# I fell in love with the Orthodox liturgy.



## seitt

Greetings

How can I say, “I fell in love with the Orthodox liturgy”?

Is it okay to use ερωτέυομαι in such cases, or is it inappropriate?

Best wishes, and many thanks,

Simon


----------



## sotos

It's OK. "Είμαι ερωτευμένος/-η με την ορθόδοξη λειτουργία".


----------



## seitt

Many thanks - or, to describe what happened, can I say the following?
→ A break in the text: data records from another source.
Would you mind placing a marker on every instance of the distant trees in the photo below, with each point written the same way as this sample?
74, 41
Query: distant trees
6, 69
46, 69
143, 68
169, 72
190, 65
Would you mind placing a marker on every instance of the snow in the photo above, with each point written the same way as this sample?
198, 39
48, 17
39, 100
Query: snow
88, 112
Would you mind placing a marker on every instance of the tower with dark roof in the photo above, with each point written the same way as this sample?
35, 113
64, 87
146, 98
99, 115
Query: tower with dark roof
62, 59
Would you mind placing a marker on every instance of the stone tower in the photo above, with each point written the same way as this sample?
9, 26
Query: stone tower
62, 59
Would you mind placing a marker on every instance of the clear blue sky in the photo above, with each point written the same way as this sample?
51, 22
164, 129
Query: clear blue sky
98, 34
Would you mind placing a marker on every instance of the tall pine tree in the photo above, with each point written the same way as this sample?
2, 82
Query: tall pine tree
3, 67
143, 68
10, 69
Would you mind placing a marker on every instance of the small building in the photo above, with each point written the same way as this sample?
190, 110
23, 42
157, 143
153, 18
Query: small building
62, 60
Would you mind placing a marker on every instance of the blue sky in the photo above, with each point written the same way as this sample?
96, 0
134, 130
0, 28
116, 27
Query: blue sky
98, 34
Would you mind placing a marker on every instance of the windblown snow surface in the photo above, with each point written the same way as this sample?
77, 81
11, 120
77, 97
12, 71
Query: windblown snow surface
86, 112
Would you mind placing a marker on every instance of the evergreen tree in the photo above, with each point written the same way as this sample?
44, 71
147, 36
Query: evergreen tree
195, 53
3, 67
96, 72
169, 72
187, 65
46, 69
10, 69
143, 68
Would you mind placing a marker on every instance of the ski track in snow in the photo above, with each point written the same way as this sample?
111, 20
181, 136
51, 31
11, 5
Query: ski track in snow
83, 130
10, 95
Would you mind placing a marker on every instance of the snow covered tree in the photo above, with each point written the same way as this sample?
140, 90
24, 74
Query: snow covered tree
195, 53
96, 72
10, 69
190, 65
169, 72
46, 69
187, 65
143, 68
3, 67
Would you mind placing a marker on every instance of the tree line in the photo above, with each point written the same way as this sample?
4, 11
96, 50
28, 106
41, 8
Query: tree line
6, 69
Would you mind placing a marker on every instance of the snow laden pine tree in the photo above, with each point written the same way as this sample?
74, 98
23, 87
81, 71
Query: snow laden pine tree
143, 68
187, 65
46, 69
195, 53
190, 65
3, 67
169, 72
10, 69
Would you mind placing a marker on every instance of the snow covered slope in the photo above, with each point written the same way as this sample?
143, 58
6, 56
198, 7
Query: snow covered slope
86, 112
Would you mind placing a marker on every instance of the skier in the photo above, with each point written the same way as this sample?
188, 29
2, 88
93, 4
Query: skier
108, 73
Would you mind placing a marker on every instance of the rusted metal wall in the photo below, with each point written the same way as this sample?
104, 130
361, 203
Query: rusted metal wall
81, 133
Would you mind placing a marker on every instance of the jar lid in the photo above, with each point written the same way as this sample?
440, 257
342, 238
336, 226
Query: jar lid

Ερωτέυτηκα την ορθόδοξη λειτουργία.

(Without με, isn't it?)


----------



## deerdock

"Έπεσα ερωτευμένος/-η με την ορθόδοξη λειτουργία" might be more accurate to your original request.


----------



## Perseas

seitt said:


> Ερωτ*εύ*τηκα την ορθόδοξη λειτουργία.


Very good.



deerdock said:


> "Έπεσα ερωτευμένος/-η με την ορθόδοξη  λειτουργία" might be more accurate to your original request.


"Έπεσα ερωτευμένος/-η" is not idiomatic.


----------



## Librarian44

If you want to avoid ερωτεύτηκα and its amorous connotations, you could say "αγάπησα αληθινά (βαθιά, πολύ, πραγματικά) την Ορθόδοξη λειτουργία".

έπεσα ερωτευμένος does not exist


----------



## seitt

Many thanks, truly excellent.


----------